Designing public administration to be more modern, agile and citizen-centred through digitalisation, while at the same time increasing the success of digital start-ups: this is the aim of the Startups4State project, which has been running at the University of Bayreuth since March 2026. Funded by the bidt, three Bayreuth professors are collaborating in an interdisciplinary synergy to advance digital state administration.
“There are still many structural and cultural hurdles in cooperation between public administration and digital start-ups. Public authorities must primarily act in a legally compliant, low‑risk and citizen‑oriented manner, while start-ups are able to develop innovative digital solutions quickly and respond flexibly to new requirements. These differing strengths make cooperation demanding, yet they also demonstrate the potential that emerges when both sides bring together their perspectives and expertise,” says Prof. Dr. Anna Maria Oberländer, Junior Professor of Information Systems and Digital Transformation at the University of Bayreuth and one of the initiators of the research project. Together with Prof. Dr. Matthias Baum (Chair of Business Administration XVI – Entrepreneurship and Digital Business Models) and Prof. Dr. Christoph Krönke Lieb (Chair of Public Law, Economic Administrative Law, Sustainability and Technology Law), Oberländer will first analyse systematic needs as well as socio‑technical, entrepreneurial and legal requirements from both public administration and digital start-ups. Based on this, the team will develop practice-oriented tools to promote successful start-up–state cooperation.

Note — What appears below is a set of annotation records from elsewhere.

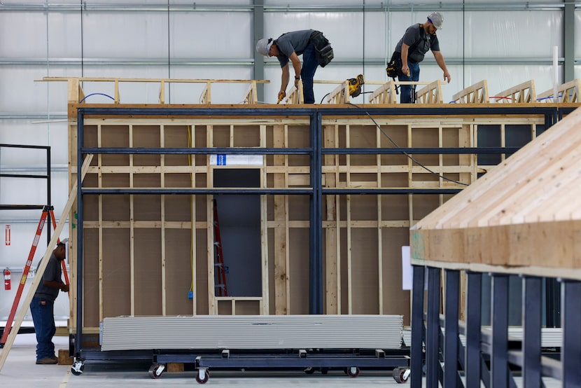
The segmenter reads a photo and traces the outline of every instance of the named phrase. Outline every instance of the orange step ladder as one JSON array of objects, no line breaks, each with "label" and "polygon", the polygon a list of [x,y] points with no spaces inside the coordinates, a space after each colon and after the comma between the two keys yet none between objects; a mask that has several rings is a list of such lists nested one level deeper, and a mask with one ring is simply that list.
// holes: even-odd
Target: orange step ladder
[{"label": "orange step ladder", "polygon": [[[28,254],[28,259],[26,261],[26,265],[24,270],[22,270],[22,277],[20,278],[20,282],[18,284],[18,289],[16,291],[16,296],[14,297],[14,303],[12,304],[12,309],[10,310],[6,324],[4,327],[4,332],[2,333],[2,338],[0,339],[0,347],[4,347],[4,344],[6,343],[6,339],[10,334],[10,331],[12,329],[12,322],[14,321],[14,316],[16,315],[16,310],[18,308],[18,303],[20,302],[20,297],[22,296],[22,291],[24,289],[24,283],[28,278],[28,272],[30,272],[30,268],[32,265],[32,260],[34,258],[34,253],[36,251],[36,247],[38,245],[38,241],[41,240],[41,235],[44,228],[45,223],[46,223],[46,219],[50,214],[50,219],[52,221],[52,228],[57,228],[57,221],[55,219],[55,214],[52,212],[53,207],[50,205],[46,205],[43,208],[43,212],[41,215],[41,220],[38,221],[38,226],[36,228],[36,233],[34,235],[34,240],[32,240],[32,247],[30,248],[30,252]],[[58,241],[58,240],[57,240]],[[64,275],[65,284],[69,284],[69,275],[66,273],[66,265],[64,261],[61,261],[62,265],[62,273]]]},{"label": "orange step ladder", "polygon": [[218,221],[218,205],[214,202],[214,270],[216,272],[214,286],[216,296],[227,296],[228,287],[226,286],[226,268],[224,265],[224,254],[222,251],[222,238],[220,237],[220,223]]}]

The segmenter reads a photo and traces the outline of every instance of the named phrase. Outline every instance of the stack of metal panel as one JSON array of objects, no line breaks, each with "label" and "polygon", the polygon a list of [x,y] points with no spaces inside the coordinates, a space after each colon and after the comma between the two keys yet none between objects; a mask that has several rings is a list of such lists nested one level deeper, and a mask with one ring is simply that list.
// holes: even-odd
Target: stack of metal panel
[{"label": "stack of metal panel", "polygon": [[105,318],[103,351],[398,349],[401,315],[197,315]]}]

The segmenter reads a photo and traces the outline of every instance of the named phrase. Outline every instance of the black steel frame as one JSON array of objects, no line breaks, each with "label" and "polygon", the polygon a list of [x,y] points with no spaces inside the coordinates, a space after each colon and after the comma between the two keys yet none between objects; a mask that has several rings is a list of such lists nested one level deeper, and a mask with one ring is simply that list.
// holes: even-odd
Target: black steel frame
[{"label": "black steel frame", "polygon": [[[1,205],[0,210],[36,210],[43,209],[46,206],[50,206],[50,147],[49,146],[27,146],[25,144],[0,144],[0,148],[29,148],[41,149],[46,151],[46,174],[2,174],[0,173],[0,178],[26,178],[32,179],[46,179],[46,205]],[[48,224],[48,233],[46,234],[46,244],[50,243],[50,230],[52,224],[50,222],[50,214],[48,214],[47,223]]]},{"label": "black steel frame", "polygon": [[[573,111],[574,108],[558,109],[556,106],[530,106],[518,107],[507,106],[506,107],[496,106],[493,110],[489,107],[463,107],[458,106],[449,106],[444,107],[396,107],[396,108],[370,108],[358,107],[353,106],[350,108],[108,108],[108,107],[82,107],[78,109],[78,160],[77,166],[81,166],[85,155],[106,154],[106,153],[132,153],[132,154],[208,154],[208,153],[229,153],[229,154],[278,154],[291,155],[302,154],[309,155],[310,158],[310,169],[312,172],[310,174],[310,187],[304,189],[285,189],[285,188],[158,188],[158,189],[139,189],[139,188],[85,188],[82,183],[78,186],[78,227],[77,228],[77,272],[83,273],[83,196],[86,194],[218,194],[218,193],[236,193],[236,194],[259,194],[259,195],[309,195],[310,205],[310,226],[309,226],[309,313],[323,313],[323,247],[322,247],[322,196],[330,194],[410,194],[410,193],[430,193],[430,194],[453,194],[459,191],[458,189],[416,189],[416,188],[377,188],[377,189],[360,189],[360,188],[326,188],[322,186],[322,158],[324,155],[335,154],[426,154],[426,153],[512,153],[517,151],[514,147],[495,147],[495,148],[326,148],[322,146],[321,127],[322,118],[323,116],[461,116],[461,115],[543,115],[545,116],[545,128],[550,127],[554,124],[558,118],[565,113]],[[143,116],[303,116],[307,117],[309,120],[311,130],[311,146],[306,148],[88,148],[84,144],[84,127],[85,116],[131,116],[139,117]],[[414,272],[414,282],[419,282],[416,279],[419,276],[419,272],[416,269]],[[433,275],[433,281],[435,277]],[[422,275],[423,282],[423,275]],[[414,283],[415,284],[415,283]],[[435,287],[435,285],[433,285]],[[438,286],[439,287],[439,286]],[[80,290],[77,296],[77,318],[76,318],[76,333],[71,335],[71,352],[76,359],[85,360],[93,359],[111,359],[120,357],[126,359],[133,354],[138,356],[136,352],[122,352],[121,354],[108,355],[99,354],[99,352],[91,349],[82,349],[83,338],[83,276],[77,277],[77,290]],[[414,297],[419,297],[417,291],[419,289],[414,287]],[[433,295],[433,293],[432,293]],[[422,297],[423,298],[423,295]],[[413,309],[412,312],[412,321],[419,321],[422,319],[421,315],[419,314],[417,309]],[[421,312],[419,312],[421,314]],[[433,321],[438,319],[438,315],[430,315]],[[433,326],[430,326],[433,327]],[[418,328],[417,325],[412,326],[412,338],[418,338],[418,330],[420,337],[425,328]],[[428,338],[430,343],[437,344],[438,340],[438,333],[428,333]],[[422,359],[421,349],[417,349],[417,344],[411,347],[412,360],[411,366],[412,370],[421,370]],[[151,353],[148,353],[151,354]],[[419,357],[414,356],[419,355]],[[437,365],[437,359],[430,356],[429,370],[439,369]],[[470,361],[470,360],[468,360]],[[221,362],[221,361],[220,361]],[[398,362],[400,362],[399,361]],[[470,362],[468,362],[470,363]],[[418,366],[420,368],[418,369]],[[440,375],[441,370],[438,373]]]},{"label": "black steel frame", "polygon": [[[440,311],[440,279],[445,273],[446,300]],[[522,340],[508,337],[508,278],[492,277],[491,331],[482,327],[483,275],[465,271],[466,288],[461,290],[462,271],[413,265],[412,305],[411,387],[421,388],[425,359],[426,387],[516,387],[513,370],[520,368],[523,386],[544,387],[542,377],[562,381],[563,387],[581,387],[578,367],[581,354],[581,282],[558,279],[561,293],[562,342],[561,361],[544,355],[541,347],[542,284],[545,278],[522,275],[523,283]],[[427,303],[424,289],[427,280]],[[465,292],[465,321],[458,320],[461,292]],[[424,310],[426,311],[424,312]],[[444,328],[444,331],[442,331]],[[464,345],[459,335],[465,336]],[[554,356],[554,354],[553,354]],[[440,366],[443,361],[445,368]],[[459,368],[458,368],[459,366]],[[510,368],[512,366],[513,368]],[[514,368],[515,367],[515,368]],[[463,375],[463,381],[461,376]]]}]

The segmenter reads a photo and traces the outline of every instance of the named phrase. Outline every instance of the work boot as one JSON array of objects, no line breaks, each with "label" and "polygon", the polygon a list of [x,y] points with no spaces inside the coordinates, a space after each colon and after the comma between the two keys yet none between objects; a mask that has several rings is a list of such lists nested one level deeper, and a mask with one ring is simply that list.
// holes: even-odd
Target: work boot
[{"label": "work boot", "polygon": [[57,362],[58,360],[56,358],[53,359],[52,357],[45,357],[39,360],[36,360],[36,363],[39,365],[51,365],[55,364]]}]

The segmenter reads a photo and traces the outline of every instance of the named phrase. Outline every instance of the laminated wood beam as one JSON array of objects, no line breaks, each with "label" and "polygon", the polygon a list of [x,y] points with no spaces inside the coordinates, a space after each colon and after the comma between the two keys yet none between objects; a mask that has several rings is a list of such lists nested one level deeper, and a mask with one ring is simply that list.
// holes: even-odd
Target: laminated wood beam
[{"label": "laminated wood beam", "polygon": [[412,261],[581,279],[581,109],[419,222]]}]

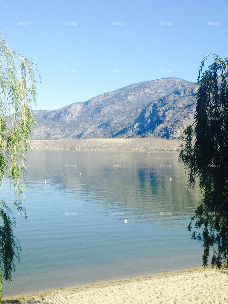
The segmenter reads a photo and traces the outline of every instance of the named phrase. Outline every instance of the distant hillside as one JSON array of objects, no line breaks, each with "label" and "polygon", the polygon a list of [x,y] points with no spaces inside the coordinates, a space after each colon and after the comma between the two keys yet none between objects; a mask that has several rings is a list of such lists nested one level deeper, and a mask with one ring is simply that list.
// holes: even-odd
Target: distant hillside
[{"label": "distant hillside", "polygon": [[59,110],[35,111],[37,125],[33,138],[141,135],[178,139],[193,118],[197,87],[178,78],[158,79],[131,85]]}]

“We are relying on scientifically grounded, interdisciplinary approaches that address the innovation needs of public administration and the growth objectives of digital start-ups, thereby accelerating digital transformation. The project thus lays the foundations for a modern, innovative public administration and for strengthening digital start-ups in Bavaria and Germany,” says Baum.
A central component of the project is the support of concrete pilot collaborations within a regulatory sandbox – a protected environment in which partners can test new technologies for compliance with legal requirements and their own needs before official launch. “These real-world testing environments make it possible to implement innovation projects together with partners from public administration and start‑ups under realistic conditions, to make obstacles visible straight away and to derive effective solutions,” explains Krönke Lieb. The interdisciplinary consortium at the University of Bayreuth – uniting information systems, entrepreneurship and law – acts as a link between public institutions and digital start-ups. With the University of Bayreuth as a central innovation partner, Startups4State thus represents a decisive step towards a high‑performing, modern state administration.